93 points, Huon Hooke (August 2015)
Colonel William Light, the South Australian colony’s Surveyor-General, named the Barossa in 1837 after the site of an English victory over the French in the Spanish Peninsular War. In the mid-1800’s Silesian and English immigrants settled in the area. The Barossa itself comprises two distinct sub-regions: Eden Valley and the warmer Barossa Valley floor at 270m.The Barossa Valley enjoys a warm Mediterranean climate characterised by hot dry summers and relatively low rainfall. Cool sea breezes from the Gulf of St Vincent modify the temperature, however hot northerly winds can occasionally dominate creating considerable vine stress. Many older established vineyards are dry-grown, but supplementary irrigation is also extensively used. The valley is comprised of rich brown soils and alluvial sands. A long history of uninterrupted viticulture in the area means the Barossa valley is home to Australia’s largest concentration of old-vine Shiraz, Grenache and Mourvedre with many over 100 years old. Although most famous for Shiraz, the Barossa can also produce fragrant and deliciously fruity Grenache blends and beautifully rich, chocolatey Cabernet Sauvignons.
Penfolds is probably the most extraordinary of the world’s wine brands with an enviable reputation for quality at every price level. The original Penfold was an English doctor who, in 1844, planted grapes at Magill, now a suburb of Adelaide. However, it was not until the late 1940s that Penfolds began to forge a reputation for red wine.

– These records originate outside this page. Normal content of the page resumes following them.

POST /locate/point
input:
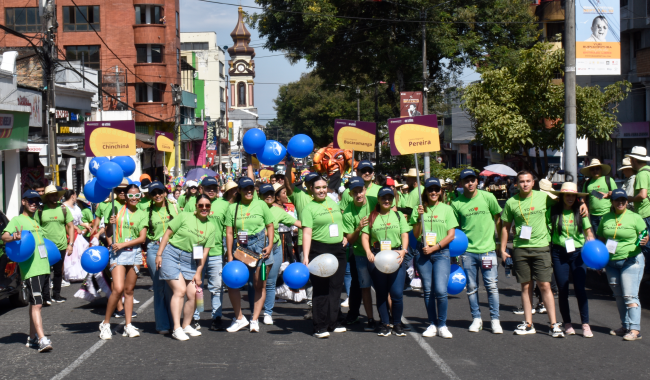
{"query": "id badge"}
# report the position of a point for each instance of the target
(197, 252)
(431, 239)
(526, 231)
(334, 230)
(611, 246)
(570, 246)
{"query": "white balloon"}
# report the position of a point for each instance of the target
(324, 265)
(386, 262)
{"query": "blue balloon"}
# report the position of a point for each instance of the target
(19, 251)
(109, 175)
(300, 146)
(594, 254)
(254, 141)
(457, 280)
(273, 153)
(95, 163)
(94, 259)
(458, 246)
(126, 163)
(94, 192)
(235, 274)
(53, 253)
(296, 275)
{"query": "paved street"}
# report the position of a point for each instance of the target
(288, 351)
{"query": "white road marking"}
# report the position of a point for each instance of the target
(95, 347)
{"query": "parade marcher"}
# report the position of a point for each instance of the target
(35, 271)
(620, 229)
(478, 212)
(323, 233)
(126, 231)
(531, 257)
(569, 232)
(387, 230)
(247, 221)
(56, 222)
(180, 259)
(433, 262)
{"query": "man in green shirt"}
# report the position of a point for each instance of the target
(532, 255)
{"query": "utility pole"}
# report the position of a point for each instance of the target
(570, 138)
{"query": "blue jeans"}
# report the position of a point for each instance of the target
(272, 278)
(472, 264)
(624, 277)
(162, 293)
(434, 270)
(565, 264)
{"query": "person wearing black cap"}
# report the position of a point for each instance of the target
(34, 271)
(433, 261)
(387, 230)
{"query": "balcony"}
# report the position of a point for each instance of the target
(149, 34)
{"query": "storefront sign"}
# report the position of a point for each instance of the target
(110, 138)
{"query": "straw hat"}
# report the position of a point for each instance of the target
(547, 187)
(569, 188)
(596, 162)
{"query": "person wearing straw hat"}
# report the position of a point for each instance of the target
(569, 232)
(599, 186)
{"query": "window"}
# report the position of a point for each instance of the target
(76, 19)
(89, 54)
(23, 19)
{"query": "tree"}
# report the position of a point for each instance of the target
(520, 106)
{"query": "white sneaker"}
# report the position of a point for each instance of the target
(237, 324)
(130, 331)
(431, 331)
(496, 327)
(443, 332)
(189, 330)
(477, 325)
(105, 332)
(179, 334)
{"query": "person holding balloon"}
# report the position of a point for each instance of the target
(387, 230)
(34, 269)
(182, 253)
(433, 262)
(621, 230)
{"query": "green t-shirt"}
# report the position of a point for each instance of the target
(642, 181)
(253, 217)
(630, 226)
(476, 219)
(597, 206)
(388, 227)
(438, 219)
(280, 216)
(531, 211)
(34, 266)
(53, 223)
(319, 216)
(352, 216)
(189, 231)
(568, 224)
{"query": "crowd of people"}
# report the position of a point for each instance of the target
(185, 236)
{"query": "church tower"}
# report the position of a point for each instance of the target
(241, 67)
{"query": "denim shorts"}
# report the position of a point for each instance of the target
(175, 262)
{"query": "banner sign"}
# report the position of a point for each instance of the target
(110, 138)
(413, 135)
(164, 141)
(410, 104)
(354, 135)
(598, 35)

The Penfolds house style emerged from a fortified wine producing culture and evolved as a winemaking philosophy which has had a profound effect on the entire Australian wine industry. Many of the techniques initially adopted to make Penfolds Grange would become part of the wider Penfolds winemaking culture. The number of techniques employed in the research and development of Penfolds wines is astonishing. Max Schubert and his team pioneered: major advances in yeast technology and paper chromatography; the understanding and use of pH in controlling bacterial spoilage; the use of headed down/submerged cap fermentation and the technique of rack and return; cold fermentation practices; the use of American oak as a maturation vessel and perhaps most critically, partial barrel fermentation. Nowadays, the use of American oak and barrel fermentation for instance is considered traditional Barossa winemaking practice!
Today, Penfolds house style embraces the concept of multi-regional blending, optimum fruit quality, the use of fine-grained American or French oak, barrel fermentation and maturation. Overall, the Penfolds style is about highly-defined fruit aromas, fruit sweetness, ripe tannins, richness, power and concentration. The number of iconic wines that have emerged from the Penfolds stable over the years is remarkable. Bin 389 a Cabernet Shiraz blend released in 1960 is now considered the quintessential Australian wine blend. Bin 128 Coonawarra Shiraz and Bin 28 Kalimna Shiraz released in 1962 pre-empted the contemporary enthusiasm for regional definition by about 25 years. Improved vineyard management, site selection and winemaking brought about subsequent releases of Bin 707 and Bin 407 Cabernet Sauvignon. The Penfolds Wine Making Philosophy is the accumulation of more than half-a-century of knowledge and winemaking practice initiated by Max Schubert and subsequently refined by Don Ditter, John Duval and Peter Gago. Their collective commitment to multi-regional and vineyard blending contributed to a consistency of style and quality that has cemented Penfolds reputation as the foremost producer of premium age-worthy red wines in Australia.